Please forgive me, but my diary’s are not going to be spectacular or inspirational or whatever the coming weeks. Because my god, the only thing I am is tired. Nothing more, nothing less. My pregnancy leave has started earlier than planned because my body decided to be not such a start at carrying a baby. At first there was relief, because I could finally focus on making the babe, preparing for the birth and doing pregnancy yoga (I hope no one ever has to see me do that – not charming, but oh so good). But now…
I wished my pregnant self would look a bit like this:
All shiny and fabulous and all. Like – oh that bump? Yeah, I’m currently 8 months pregnant and still kicking ass you know, just doing my thanggg. Turns out, the first 4 months of my pregnancy are representative for the last 2.5:
All joking aside, the feeling of guilt that sometimes comes rolling in as a wave is very overwhelming for me. I love to work. I love to start new projects. To write, to read, to work out and to have romantic dates with my boyfriend. But now? Nothing. Literally guys. I now schedule one thing to do a day, and one walk of approximately 1 hour a day to stay in shape a bit. And that’s it. I re-watched Desperate Housewives, Sex and the City (thanks Eva :-)), saw all the latest documentaries and have a constant supply of very clean clothes and bedsheets – must be that nestling-thing.

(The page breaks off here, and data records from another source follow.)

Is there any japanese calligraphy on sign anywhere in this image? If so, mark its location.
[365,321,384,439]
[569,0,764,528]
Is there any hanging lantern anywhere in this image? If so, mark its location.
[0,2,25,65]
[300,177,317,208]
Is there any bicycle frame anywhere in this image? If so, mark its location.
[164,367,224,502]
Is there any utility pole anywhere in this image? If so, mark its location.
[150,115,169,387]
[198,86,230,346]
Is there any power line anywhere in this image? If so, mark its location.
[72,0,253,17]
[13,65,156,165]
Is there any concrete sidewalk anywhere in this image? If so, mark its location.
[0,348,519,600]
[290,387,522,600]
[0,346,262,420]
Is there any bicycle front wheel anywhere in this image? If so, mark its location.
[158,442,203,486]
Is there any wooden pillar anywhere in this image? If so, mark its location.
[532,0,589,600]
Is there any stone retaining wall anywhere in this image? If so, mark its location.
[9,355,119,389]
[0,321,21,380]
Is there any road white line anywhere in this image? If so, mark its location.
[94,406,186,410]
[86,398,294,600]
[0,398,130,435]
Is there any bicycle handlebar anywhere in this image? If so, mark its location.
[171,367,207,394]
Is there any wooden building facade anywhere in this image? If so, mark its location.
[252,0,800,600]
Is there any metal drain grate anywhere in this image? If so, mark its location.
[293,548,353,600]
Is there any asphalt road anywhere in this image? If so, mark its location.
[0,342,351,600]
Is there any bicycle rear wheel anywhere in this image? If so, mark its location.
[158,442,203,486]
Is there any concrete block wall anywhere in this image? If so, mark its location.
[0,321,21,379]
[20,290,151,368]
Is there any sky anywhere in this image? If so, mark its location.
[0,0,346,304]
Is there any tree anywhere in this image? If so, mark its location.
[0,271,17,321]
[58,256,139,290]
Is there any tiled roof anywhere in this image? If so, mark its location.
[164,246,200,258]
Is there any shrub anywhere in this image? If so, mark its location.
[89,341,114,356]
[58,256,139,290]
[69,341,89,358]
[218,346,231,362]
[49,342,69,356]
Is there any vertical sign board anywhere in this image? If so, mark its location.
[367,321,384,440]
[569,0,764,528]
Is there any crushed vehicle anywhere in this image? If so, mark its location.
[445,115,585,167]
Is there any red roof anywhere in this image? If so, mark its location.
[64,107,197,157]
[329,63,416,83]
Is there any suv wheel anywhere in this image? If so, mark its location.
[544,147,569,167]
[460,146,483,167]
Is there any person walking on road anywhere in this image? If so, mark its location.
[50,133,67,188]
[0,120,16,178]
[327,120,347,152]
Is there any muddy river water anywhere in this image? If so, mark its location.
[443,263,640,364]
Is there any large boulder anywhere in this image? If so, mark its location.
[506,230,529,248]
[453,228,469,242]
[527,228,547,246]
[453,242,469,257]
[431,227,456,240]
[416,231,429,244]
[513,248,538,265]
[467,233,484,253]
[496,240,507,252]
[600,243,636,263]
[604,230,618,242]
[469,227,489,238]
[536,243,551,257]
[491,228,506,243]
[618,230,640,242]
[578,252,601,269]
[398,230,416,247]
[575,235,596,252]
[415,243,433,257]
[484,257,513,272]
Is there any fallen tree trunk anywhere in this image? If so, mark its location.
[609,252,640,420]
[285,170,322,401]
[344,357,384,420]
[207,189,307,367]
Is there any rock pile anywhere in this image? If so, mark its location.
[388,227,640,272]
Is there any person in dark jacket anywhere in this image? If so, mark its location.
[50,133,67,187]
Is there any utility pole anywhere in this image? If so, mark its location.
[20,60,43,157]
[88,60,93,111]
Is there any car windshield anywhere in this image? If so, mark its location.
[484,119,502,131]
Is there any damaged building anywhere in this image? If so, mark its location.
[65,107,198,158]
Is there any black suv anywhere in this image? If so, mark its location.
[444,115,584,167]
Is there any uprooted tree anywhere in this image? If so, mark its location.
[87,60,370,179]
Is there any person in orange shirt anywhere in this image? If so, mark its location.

This is not a holiday. I can’t wait until the baby is here. Until I can get back upon my feet and feel my old self again. This is not to discourage you to have a baby or something, but it is my honest experience with pregnancy. I am like an emotional wreck, my body is not my own now hormones have taken over completely and I am sick of being sick. And it’s all for ‘a good cause’ and of course I love my baby and I want her to stay inside for at least 3 more weeks. But can I just say – no babyshower for me, but a post-pregnancy-yay-baby-party? Where can I order the balloons and confetti? Can’t wait to celebrate!
Oh and by the way, all those rumours about not being able to talk about anything else but babies and pregnancy once you get to your third trimester? SO TRUE. Because some exciting things are still going on, and I am still building up some new projects. But please bare with me now. Because I want to talk about babies now.
Can you hang on just a little longer? By the way, any of my readers coming to the Hive this April? It’s a super awesome conference for bloggers and storytellers in Berlin -> I’ve got my ticket already and am planning to join (I will start pre-sleeping now, bye!).